What A Girl Wants
“I finished your book last night,” he said.
“Good morning to you, too.” Okay, she was dying to know what he thought of it, but she wasn’t about to let him see how interested she was in his comment.
Jane stepped aside, and Luke filled the doorway, a big black toolbox in one hand. He entered the hallway and set the box down.
“Don’t you want to know what I think of it?”
“You’ve already made that clear.”
“Maybe I changed my mind. I’d only read half the book yesterday.”
Right. A guy like Luke admitting that he’d changed his mind was about as likely as Jane admitting she was wrong.
“You read the most controversial chapter last night. I’m betting it didn’t exactly sit well with you.”
“Which one is that? The one about sexual control through deprivation, or how men want what they haven’t conquered?”
“It’s not deprivation, it’s restraint.”
“Control Your Sexuality, Control Your Life” was the central chapter of The Sex Factor, the one that defined in the most specific terms Jane’s relationship philosophy, and the one that pissed off most men.

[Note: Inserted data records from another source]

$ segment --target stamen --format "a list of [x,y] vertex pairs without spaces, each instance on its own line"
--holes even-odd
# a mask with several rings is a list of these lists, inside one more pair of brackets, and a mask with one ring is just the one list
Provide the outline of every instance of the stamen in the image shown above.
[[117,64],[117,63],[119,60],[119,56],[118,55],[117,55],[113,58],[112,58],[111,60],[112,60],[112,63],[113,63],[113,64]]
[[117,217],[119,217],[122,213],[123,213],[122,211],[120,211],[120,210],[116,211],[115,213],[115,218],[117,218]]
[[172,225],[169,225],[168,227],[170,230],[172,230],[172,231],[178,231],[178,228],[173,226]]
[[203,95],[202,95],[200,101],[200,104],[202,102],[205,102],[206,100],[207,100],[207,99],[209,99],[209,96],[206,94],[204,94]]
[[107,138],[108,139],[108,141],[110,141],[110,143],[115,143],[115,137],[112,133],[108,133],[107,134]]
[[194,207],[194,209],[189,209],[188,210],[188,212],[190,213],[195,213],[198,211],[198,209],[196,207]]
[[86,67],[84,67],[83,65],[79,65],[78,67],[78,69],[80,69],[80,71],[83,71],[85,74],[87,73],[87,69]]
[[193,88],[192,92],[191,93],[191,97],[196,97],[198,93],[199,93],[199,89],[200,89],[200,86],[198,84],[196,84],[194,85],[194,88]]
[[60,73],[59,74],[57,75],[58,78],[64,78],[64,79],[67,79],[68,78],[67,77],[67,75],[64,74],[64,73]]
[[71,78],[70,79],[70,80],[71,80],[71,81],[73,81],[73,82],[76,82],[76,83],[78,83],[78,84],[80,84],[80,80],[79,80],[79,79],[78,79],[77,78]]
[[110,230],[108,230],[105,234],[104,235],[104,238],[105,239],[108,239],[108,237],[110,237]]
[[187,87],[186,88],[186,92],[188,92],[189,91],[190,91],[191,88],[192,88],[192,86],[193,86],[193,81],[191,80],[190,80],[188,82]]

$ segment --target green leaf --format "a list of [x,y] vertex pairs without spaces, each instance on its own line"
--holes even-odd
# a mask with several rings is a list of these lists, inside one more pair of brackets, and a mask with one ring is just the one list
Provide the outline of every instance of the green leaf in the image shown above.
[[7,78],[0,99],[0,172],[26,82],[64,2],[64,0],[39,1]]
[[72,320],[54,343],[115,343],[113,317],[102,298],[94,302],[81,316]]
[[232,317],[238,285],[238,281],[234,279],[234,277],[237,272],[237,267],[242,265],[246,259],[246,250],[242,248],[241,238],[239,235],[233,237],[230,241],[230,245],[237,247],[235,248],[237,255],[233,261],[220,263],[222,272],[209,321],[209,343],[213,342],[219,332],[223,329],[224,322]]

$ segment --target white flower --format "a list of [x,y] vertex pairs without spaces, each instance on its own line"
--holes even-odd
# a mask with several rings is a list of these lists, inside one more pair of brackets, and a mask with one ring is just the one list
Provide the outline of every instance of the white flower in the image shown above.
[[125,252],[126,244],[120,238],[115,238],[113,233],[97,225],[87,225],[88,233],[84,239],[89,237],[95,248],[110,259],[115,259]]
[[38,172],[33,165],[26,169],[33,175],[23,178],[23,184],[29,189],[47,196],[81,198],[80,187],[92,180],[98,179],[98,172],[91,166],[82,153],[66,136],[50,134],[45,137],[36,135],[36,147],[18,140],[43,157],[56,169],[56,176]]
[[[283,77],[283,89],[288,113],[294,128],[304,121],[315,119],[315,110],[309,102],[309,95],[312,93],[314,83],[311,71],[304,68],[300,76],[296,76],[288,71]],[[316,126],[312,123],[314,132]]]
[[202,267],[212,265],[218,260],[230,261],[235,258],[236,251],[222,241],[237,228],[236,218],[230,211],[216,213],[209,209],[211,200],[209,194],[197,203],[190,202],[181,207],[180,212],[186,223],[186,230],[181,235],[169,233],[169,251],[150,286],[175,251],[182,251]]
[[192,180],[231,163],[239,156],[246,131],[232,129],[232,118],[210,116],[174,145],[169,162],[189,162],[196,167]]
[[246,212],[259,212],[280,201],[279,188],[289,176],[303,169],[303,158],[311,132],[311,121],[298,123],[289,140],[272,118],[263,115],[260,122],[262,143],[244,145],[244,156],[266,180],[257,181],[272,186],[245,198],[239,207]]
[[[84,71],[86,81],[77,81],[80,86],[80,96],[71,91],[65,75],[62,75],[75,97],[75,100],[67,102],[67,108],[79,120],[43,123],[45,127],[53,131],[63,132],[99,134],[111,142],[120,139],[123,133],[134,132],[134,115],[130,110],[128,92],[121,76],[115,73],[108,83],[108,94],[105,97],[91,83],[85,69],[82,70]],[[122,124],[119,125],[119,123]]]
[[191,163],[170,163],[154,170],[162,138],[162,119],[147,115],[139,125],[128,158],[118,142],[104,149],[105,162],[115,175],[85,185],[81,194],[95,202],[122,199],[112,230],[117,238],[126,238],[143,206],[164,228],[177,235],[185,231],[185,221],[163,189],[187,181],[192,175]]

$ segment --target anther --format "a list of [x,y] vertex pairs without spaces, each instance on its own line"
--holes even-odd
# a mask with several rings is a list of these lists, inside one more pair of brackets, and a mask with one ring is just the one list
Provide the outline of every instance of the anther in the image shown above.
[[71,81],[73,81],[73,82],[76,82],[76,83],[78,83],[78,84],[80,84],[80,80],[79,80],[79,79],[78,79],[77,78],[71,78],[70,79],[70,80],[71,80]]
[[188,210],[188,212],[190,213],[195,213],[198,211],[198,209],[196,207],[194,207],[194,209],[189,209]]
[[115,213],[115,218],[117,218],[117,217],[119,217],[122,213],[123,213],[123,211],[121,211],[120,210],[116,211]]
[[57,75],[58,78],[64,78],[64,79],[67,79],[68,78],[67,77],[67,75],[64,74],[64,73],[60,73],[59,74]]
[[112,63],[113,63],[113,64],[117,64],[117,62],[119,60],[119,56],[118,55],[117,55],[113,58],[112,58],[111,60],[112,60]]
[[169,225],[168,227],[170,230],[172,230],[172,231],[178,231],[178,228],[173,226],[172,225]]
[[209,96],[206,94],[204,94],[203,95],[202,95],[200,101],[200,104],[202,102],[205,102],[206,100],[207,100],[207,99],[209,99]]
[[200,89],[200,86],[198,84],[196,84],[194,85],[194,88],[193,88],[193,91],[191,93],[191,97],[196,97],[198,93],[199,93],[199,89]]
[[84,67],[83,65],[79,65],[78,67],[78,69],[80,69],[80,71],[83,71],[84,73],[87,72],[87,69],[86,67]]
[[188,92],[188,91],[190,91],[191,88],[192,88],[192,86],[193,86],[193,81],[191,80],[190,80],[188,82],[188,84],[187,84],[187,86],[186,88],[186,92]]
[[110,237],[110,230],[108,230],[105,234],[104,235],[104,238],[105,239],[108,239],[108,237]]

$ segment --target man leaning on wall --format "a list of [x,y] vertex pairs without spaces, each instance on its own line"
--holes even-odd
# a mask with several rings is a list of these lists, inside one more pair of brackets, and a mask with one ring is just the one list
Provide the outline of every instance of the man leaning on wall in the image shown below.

“Yeah, you were all about restraint last night,” he said as he bent and opened his toolbox.
“I did put the brakes on.” Jane felt her cheeks burn. She hadn’t been nearly as restrained as she urged other women to be.
“I thought the ‘men want what they haven’t conquered’ chapter was the most ridiculous one.”
“Ridiculous? It’s a scientifically proven fact.”
Luke withdrew a drill from the box and gave Jane a wry look. “I hate to tell you this, babe, but you’re wrong.”
“You can believe that if it makes you feel better,” Jane said as she picked a spot on the wall and hammered the nail into it with a little too much enthusiasm.
“You know, you should find a stud for that.”
Jane resisted making any smart-ass comments about how there wasn’t a stud to be found. When she glanced over at Luke, he wore a vague smile.
“I can hang a picture without your expertise, thanks.”
He tucked the drill into a holder on his tool belt and stood up, then walked to the front door again. “I’m going to install your new security system.”
“Okay, I’ll be here if you have any questions.”
“I’m not wrong, by the way. You assume all men are sex-obsessed asses who do their decision-making with their dicks.”
Jane feigned a look of wide-eyed innocence. “I stand corrected, then. I’ll title my next book, Men Are Really Nice Guys. I’m sure it’ll be a bestseller.”
His eyes narrowed. “That’s what all your male-bashing is about, isn’t it? You’re ruining people’s sex lives just so you can cash in.”
The picture of Jane’s parents slipped from her hands and landed on the hardwood floor. A crack formed a path across the glass in the frame. Jane believed absolutely in her relationship theories, but she had been a bit bothered by the way her editor had encouraged her to strengthen certain assertions—especially the ones that made men look like jerks. Jane had known in her gut that the editor was operating on the wisdom that the more extreme the opinions, the more books would sell, and she’d tried to remain true to her own vision while still pleasing the editor.
Had she gone too far? The thought that even one relationship might have been unnecessarily damaged by her book made Jane sick to her stomach.
No. Luke was just trying to rile her up. He was angry, like most men, for having his sex life dampened by the truth.
Jane looked up from the broken photo and glared at him. “Now you’re accusing me of being unethical, too? You sure know the way to a woman’s heart. Oh, and by the way, you certainly weren’t proving me wrong about the sex-obsessed part last night.”
Luke approached her, his gaze steady and penetrating. When he was mere inches away, he bent and picked up the broken picture.
“Point taken. I don’t know anything about your ethics, so I’ll take back that last comment for now.” He studied the photo. “You don’t look much like your parents.”
Considering the number of nips and tucks both her father and mother had had, they were lucky to even look like themselves. “I take after my paternal grandmother—dark-haired, fair-skinned, black Irish.”
“You’re lucky.”
Jane blinked, waiting for the punch line. That was the first time anyone had ever called her lucky for not inheriting her parents’ blond good looks, the way her sisters had. “You haven’t seen my grandmother in her old age.”